1989 – I am 6. I start to understand that basketball is something tall people do. Dad plays in a league in Princeton, NJ. He seems to take this more seriously than the games we play at home: hide and seek, Sorry, and checkers. The men are all taller than me and wear short shorts. There is lots of yelling, sweating, and long, hairy legs.

1994 – I play games of horse and one-on-one with dad at my elementary. The courts are small, with basketball keys five feet wide and 3-point arcs closer to the hoop than they should be. We play full court games. He takes it easy on me, but not too easy. Some of my shots still get swatted away.

1995 – My parents photograph me in the backyard wearing Shaq’s brand new Reebok Shaq Attaq shoe with the Pump. I rep Duke with a new Starter, pullover jacket. I stretch my arms out as long and as straight as possible, mimicking Jordan’s famous Wings poster by Nike.

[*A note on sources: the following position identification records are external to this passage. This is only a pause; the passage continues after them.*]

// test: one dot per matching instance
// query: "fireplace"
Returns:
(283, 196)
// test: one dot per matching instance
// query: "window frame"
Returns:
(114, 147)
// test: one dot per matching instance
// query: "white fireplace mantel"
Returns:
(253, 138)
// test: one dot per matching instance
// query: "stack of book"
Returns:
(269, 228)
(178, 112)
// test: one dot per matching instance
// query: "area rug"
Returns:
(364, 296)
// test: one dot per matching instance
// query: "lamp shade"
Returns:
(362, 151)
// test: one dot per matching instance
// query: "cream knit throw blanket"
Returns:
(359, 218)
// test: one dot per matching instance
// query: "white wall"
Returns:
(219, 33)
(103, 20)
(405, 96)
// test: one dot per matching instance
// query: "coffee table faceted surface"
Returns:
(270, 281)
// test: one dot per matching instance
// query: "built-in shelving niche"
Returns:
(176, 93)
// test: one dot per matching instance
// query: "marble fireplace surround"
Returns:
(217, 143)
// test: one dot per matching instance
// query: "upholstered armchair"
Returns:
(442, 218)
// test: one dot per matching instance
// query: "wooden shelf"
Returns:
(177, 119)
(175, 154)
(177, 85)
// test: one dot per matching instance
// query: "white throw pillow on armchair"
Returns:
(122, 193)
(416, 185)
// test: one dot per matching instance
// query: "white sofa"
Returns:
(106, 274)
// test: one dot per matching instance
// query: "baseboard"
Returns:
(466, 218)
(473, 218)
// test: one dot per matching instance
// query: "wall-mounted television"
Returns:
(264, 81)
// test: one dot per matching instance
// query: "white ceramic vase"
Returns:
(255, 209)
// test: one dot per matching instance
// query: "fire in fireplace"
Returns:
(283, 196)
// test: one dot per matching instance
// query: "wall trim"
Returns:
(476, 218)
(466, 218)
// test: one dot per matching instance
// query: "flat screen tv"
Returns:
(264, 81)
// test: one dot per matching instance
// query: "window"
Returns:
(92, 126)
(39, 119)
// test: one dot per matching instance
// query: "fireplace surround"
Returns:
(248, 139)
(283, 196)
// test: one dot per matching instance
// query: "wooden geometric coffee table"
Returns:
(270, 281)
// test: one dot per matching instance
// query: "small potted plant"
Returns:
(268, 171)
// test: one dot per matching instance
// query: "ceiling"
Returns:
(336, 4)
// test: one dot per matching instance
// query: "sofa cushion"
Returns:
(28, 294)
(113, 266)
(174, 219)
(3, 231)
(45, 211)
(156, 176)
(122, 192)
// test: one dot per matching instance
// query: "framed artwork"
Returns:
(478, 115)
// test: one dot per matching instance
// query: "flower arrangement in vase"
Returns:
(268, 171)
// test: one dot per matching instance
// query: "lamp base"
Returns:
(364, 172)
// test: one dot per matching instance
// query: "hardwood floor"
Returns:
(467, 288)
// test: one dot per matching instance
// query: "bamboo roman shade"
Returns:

1997 – I try out for and make a club basketball squad, but the coach doesn’t play me that much. He plays his son a lot. His son’s friends play a lot too. At the end of one game in particular, I remember Dad giving the coaches a piece of his mind. Maybe I was a little embarrassed or surprised, but I remember feeling proud. I had the most potential of any player on the team and my dad knew that. He stood up for that.

1999 – Longmont High School. Spent my junior year on the JV squad. My coach was a horrible, bitter man because he was short, among other things, and he had a temper without any basketball knowledge. After a loss he threw a shoe at a locker and dented it. A teammate had some peculiar scratches on his back and we all learned in the locker room that his girlfriend had scratched him there during sex. My jaw dropped.

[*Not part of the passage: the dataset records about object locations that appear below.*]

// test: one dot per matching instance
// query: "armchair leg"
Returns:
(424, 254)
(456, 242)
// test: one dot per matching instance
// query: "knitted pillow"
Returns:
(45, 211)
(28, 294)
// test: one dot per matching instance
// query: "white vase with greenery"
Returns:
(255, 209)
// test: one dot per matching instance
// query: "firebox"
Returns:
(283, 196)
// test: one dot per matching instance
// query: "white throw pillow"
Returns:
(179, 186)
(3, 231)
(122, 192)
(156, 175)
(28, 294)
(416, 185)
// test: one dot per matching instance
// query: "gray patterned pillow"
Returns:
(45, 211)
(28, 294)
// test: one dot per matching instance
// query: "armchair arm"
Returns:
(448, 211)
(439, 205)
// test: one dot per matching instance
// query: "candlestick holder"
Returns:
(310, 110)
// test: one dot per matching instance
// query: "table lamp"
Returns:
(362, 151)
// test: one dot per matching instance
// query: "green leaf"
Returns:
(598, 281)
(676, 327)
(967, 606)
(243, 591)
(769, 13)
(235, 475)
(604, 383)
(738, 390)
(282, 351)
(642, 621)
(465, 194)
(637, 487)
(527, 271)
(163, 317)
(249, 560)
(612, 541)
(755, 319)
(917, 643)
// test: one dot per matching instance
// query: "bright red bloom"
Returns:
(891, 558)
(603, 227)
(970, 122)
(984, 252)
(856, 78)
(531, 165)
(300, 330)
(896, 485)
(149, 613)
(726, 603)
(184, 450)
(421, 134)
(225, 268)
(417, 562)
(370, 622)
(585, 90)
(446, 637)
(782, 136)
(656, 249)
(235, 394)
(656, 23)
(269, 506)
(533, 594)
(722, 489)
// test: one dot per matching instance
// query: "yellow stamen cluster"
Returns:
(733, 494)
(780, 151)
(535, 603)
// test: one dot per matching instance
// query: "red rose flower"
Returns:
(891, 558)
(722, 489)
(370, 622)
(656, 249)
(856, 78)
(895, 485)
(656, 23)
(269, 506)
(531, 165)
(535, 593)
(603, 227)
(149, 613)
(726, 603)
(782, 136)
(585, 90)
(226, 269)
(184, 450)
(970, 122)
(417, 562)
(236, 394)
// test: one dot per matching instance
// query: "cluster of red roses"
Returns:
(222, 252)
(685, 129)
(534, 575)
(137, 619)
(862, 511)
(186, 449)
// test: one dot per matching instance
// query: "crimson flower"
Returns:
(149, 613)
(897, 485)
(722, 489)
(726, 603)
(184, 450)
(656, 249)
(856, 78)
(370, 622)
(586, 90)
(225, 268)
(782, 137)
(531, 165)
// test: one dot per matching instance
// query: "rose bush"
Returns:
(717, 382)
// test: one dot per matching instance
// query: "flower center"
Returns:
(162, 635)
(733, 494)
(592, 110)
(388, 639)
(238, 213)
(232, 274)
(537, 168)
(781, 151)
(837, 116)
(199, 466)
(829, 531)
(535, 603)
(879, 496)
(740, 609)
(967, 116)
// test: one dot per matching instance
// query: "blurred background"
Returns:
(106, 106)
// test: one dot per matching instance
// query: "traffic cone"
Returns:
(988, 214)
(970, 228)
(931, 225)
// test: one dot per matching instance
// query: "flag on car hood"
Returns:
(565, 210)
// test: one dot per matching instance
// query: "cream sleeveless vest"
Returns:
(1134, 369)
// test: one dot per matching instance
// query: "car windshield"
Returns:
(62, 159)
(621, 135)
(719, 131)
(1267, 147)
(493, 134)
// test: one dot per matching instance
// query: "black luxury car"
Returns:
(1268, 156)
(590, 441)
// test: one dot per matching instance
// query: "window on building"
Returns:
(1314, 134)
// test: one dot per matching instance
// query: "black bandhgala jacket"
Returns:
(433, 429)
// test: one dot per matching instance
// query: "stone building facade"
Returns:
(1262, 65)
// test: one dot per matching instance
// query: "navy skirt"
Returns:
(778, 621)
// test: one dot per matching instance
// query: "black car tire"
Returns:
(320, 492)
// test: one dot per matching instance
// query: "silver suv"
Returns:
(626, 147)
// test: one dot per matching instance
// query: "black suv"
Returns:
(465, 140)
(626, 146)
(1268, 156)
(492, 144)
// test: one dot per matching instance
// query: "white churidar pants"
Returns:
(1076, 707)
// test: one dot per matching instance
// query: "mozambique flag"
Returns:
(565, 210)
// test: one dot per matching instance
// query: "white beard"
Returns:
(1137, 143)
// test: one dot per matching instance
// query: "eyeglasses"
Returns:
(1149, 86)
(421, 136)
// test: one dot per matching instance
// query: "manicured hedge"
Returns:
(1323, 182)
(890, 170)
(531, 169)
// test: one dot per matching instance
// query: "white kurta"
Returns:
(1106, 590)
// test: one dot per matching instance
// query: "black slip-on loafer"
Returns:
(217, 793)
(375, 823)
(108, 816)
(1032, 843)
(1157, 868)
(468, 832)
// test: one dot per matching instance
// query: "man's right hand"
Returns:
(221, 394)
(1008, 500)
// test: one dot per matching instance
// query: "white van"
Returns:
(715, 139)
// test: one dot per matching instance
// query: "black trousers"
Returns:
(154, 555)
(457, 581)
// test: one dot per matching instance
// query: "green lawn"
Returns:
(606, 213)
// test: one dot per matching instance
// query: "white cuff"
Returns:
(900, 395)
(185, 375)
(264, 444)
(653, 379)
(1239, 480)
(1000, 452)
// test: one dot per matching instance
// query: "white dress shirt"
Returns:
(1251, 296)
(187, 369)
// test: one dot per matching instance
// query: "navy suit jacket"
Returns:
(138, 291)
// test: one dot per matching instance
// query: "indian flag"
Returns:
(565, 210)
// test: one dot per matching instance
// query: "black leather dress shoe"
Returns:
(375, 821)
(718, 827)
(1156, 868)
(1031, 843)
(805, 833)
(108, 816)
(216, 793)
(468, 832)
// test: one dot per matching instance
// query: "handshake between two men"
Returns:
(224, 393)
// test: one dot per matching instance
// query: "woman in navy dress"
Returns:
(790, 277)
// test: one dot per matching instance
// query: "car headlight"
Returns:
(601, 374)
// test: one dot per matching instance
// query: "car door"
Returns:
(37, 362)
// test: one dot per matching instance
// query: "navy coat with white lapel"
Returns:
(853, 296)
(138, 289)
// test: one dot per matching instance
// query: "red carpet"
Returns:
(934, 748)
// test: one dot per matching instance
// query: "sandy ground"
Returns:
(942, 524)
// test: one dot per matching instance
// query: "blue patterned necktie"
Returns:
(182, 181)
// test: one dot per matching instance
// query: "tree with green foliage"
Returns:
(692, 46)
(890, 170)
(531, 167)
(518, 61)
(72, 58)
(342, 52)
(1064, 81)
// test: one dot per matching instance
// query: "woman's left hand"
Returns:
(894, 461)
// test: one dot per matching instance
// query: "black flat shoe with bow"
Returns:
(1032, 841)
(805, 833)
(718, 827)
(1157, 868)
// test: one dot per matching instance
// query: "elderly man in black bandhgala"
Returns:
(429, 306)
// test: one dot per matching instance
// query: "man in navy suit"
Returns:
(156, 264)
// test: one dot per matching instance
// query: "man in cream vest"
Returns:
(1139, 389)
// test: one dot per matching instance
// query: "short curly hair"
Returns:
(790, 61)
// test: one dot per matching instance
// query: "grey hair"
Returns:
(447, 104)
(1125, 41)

1999 – The last game of the season was in Greeley. My coach decides to play me for most of the game, a welcome change. I play my heart out and make it clear to him that he doesn’t know what he is doing. It felt amazing.

2000 – I do not go out for basketball my senior year. This is when I put it together that I don’t have to play this sport. I excel at swimming and devote the year to that. I am happy to leave the politics and drama of team games. I finally feel free of the expectations to be amazing at basketball because I am tall.

2004 – I make it to the University of Wyoming as an NCAA DI athlete in the sport that was for a long time, option B, swimming. Not bad. In the off season we play pickup basketball games. What I have athletically lacked up to this point, I now finally have after three years at Wyoming, a budding confidence in my athletic ability, an attitude shifting from I can to I will. I see the potential my dad saw in 1997 when he confronted my coaches after that game. During one pickup game in particular, a swimming teammate told me after I drilled another three-pointer in his face, “You should be playing basketball for us.” Heard five years ago, I would have laughed and forgotten about it, but now I agreed with him.

2010 – I coach NCAA DI swimming in Milwaukee. In the spring I play basketball games with the men’s team. I get far too heated during one game and yell at a swimmer of mine for not playing basketball well enough. I feel awful and embarrassed. I apologize, but I can tell I hurt him.

2010 – What I realize now is that I am extremely blessed to have the talent to have potentially played a different sport at the DI level. In another life, it would be amazing to prioritize basketball and to see what happens. These swimmers of mine, although very talented in swimming, some far faster than me, likely could not say the same thing. Of course, they aren’t 6’9″, but to this day I believe what set me apart on the court during those rare basketball games throughout my life were the games against Dad. He’d play. He’d coach. He’d praise. He’d criticize. He believed in me so that I would eventually believe in myself. That’s a rare gift, rarer than reaching 6 foot 9 inches.